Interestingly, today’s cloud infrastructure is similar to the desktops of the ’80s in several respects. Although it ultimately benefits the ordinary end user, it’s mostly the techies that get excited about it and that continue to refine it. The result will be the same. Just as PCs were once seen as something “with potential” but nonetheless only used by a handful of “hobbyists” as Jobs puts it—or “geeks”, to not put so fine a point on it; cloud computing is seeing the same evolution. In the future, cloud toolkits and platforms will make the cloud as easy to use as today’s desktop computer; and will become as ordinary and accepted as the desktop or laptop PC.
So where did the concept of “cloud computing” come from? It goes all the way back to the origins of the Internet itself. The Internet was always seen in diagrams as a cloud, even before the term “cloud computing” came into use. The idea was that, as described by Google’s Kevin Marks, it “comes from the early days of the Internet where we drew the network as a cloud . . . we didn’t care where the messages went . . . the cloud hid it from us.” The internet therefore gave us the first cloud, which centered around networking.

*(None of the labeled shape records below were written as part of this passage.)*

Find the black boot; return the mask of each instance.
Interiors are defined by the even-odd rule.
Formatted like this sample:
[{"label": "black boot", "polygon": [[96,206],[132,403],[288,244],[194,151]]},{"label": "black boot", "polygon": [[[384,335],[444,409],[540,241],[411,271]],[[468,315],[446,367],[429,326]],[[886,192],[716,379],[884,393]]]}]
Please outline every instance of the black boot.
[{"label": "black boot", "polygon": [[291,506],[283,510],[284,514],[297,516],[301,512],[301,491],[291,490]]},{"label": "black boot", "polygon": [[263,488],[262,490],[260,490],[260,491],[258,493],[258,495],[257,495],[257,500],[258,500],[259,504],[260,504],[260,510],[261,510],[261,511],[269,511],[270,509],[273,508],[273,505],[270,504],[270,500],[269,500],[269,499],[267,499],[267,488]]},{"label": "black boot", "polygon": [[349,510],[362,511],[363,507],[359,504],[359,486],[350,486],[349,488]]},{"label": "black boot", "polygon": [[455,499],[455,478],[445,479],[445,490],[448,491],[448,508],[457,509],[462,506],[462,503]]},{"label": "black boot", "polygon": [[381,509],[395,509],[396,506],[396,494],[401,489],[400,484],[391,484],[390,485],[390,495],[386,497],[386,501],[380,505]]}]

Later, data abstraction added another layer to it. Today, the cloud abstracts the entire environment: infrastructure, platforms, and data and applications.

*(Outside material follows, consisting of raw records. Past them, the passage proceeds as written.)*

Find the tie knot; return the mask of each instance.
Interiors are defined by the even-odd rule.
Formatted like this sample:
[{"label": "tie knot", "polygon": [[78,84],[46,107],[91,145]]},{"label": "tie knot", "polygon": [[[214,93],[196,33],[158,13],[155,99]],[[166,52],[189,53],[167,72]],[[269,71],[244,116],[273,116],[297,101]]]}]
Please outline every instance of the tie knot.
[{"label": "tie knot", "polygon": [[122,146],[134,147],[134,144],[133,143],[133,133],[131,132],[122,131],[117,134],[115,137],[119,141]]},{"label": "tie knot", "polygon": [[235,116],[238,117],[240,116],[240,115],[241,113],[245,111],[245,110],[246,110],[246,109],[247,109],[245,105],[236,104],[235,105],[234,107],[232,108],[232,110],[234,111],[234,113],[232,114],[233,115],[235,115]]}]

If you look closely at the Web, it is doing ALL of the same things as yesterday’s PC… except without the box (thus the word “cloud”). Inasmuch as this may sound absurd to technologists, it’s an equally perplexing notion to consumers. Either way, we all should care because the implications are enormous.
What are those implications? Well, cloud computing represents the bigest technology platform war in about 30 years. The biggest platform war since the Steve Jobs/Bill Gates days that were dramatized in the cult classic “Triumph of the Nerds.” The next couple years will be interesting.